Los discípulos se habrán quedado desconcertados. Pero '¿cómo? ¿acaso no creemos en tus palabras?' '¿no tratamos de entenderlas?' '¿no estamos dispuestos en la medida de nuestras pobres fuerzas a cumplirlas?'

Y de eso justamente se trata. No bastan las pobres fuerzas humanas . No sirve la mera inteligencia de nuestro cerebro de 'homo sapiens'. Ellas no son suficientes; porque lo que Cristo viene a traer al hombre no es ninguna receta de convivencia o desarrollo humano: es la participación real de la Vida de Dios y por lo tanto de Su saber y de Su querer o amar. No se trata solo de entender las palabras de Jesús en su tenor lógico, ni de cumplir las normas de Jesús con nuestra voluntad humana, se trata de participar realmente del Conocimiento y el Amor de Dios, de conectarnos -como en una especie de transfusión de sangre, de empalme de alto voltaje- con la usina de vida, de sabiduría y de amor que es el mismo Dios, allende infinitamente nuestros límites, en un salto tal que nos hará posible, superada la mortalidad natural a la cual nos conduce nuestra biología, la perenne vitalidad divina.

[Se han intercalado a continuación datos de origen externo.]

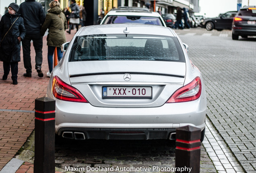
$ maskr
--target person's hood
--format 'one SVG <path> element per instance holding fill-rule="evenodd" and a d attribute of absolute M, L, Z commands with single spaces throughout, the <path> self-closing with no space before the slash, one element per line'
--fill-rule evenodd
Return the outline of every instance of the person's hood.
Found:
<path fill-rule="evenodd" d="M 61 9 L 58 6 L 56 6 L 50 9 L 48 11 L 48 12 L 55 14 L 59 14 L 61 12 Z"/>
<path fill-rule="evenodd" d="M 21 14 L 19 14 L 17 12 L 16 12 L 14 14 L 9 14 L 8 12 L 7 12 L 7 13 L 6 13 L 4 15 L 6 15 L 7 16 L 9 17 L 16 17 L 21 16 Z"/>

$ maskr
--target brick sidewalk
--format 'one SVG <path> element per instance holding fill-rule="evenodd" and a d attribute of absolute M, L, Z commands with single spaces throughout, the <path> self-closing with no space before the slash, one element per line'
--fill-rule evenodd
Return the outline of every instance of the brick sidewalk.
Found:
<path fill-rule="evenodd" d="M 67 41 L 71 40 L 75 32 L 72 30 L 71 34 L 66 32 Z M 31 47 L 32 77 L 23 76 L 25 69 L 22 48 L 21 61 L 19 63 L 17 85 L 12 84 L 10 72 L 6 80 L 2 80 L 4 70 L 3 63 L 0 62 L 0 170 L 15 155 L 34 129 L 35 100 L 45 95 L 49 79 L 46 75 L 48 71 L 46 36 L 43 37 L 43 43 L 42 71 L 44 76 L 42 78 L 38 77 L 34 69 L 35 53 L 33 44 Z M 33 172 L 31 171 L 33 169 L 31 168 L 26 171 L 24 169 L 20 170 L 25 167 L 30 167 L 29 165 L 25 163 L 17 172 Z"/>

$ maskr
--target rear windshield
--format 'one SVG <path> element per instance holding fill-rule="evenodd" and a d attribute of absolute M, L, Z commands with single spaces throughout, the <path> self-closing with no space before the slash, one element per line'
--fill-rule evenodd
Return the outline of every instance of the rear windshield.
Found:
<path fill-rule="evenodd" d="M 256 8 L 241 9 L 238 15 L 239 16 L 256 16 Z"/>
<path fill-rule="evenodd" d="M 109 16 L 103 24 L 124 23 L 163 26 L 159 18 L 136 16 Z"/>
<path fill-rule="evenodd" d="M 176 37 L 104 34 L 76 37 L 69 61 L 138 60 L 185 62 Z"/>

No se trata, pues, de una cuestión de 'aumento', se trata de un brinco prodigioso, del cruce de un abismo, en el cual la fe nos hace ascender a un tipo de vida que ya no es solo humano, sino divino, y en el cual aún los primeros pasos, aún en tamaño de un grano de mostaza, aún en la pequeñez de un germen, es sideralmente superior a lo natural. A la manera como es pequeño un embrión humano, un óvulo fecundado, pero ya con el mensaje genético completo para engendrar a un hombre, maravilla esencialmente diferente a la de embriones de biologías inferiores. Así esa mínima fe que puede tener un bebe recién bautizado, lo hace ascender a las alturas colosales del genoma divino, del mensaje genético del Verbo, de la vitalidad trinitaria.

Eso es muchísimo más sorprendente y asombroso que el que una morera se desarraigue de la tierra y se plante en el mar: el que un simple varón y mujer, lleguen por la fe a ser hijos de Dios. Que desde éste su habitáculo minúsculo de la tierra girando alrededor de un pequeño sol, lleguen a arraigarse en el mar, el piélago, el océano inmenso de existir divino. Y eso solo puede advenirle al hombre desde el amor de Dios, desde su per-dón que, en nosotros, en nuestra vida mortal, ya ha de manifestarse también en caridad y perdón a los demás.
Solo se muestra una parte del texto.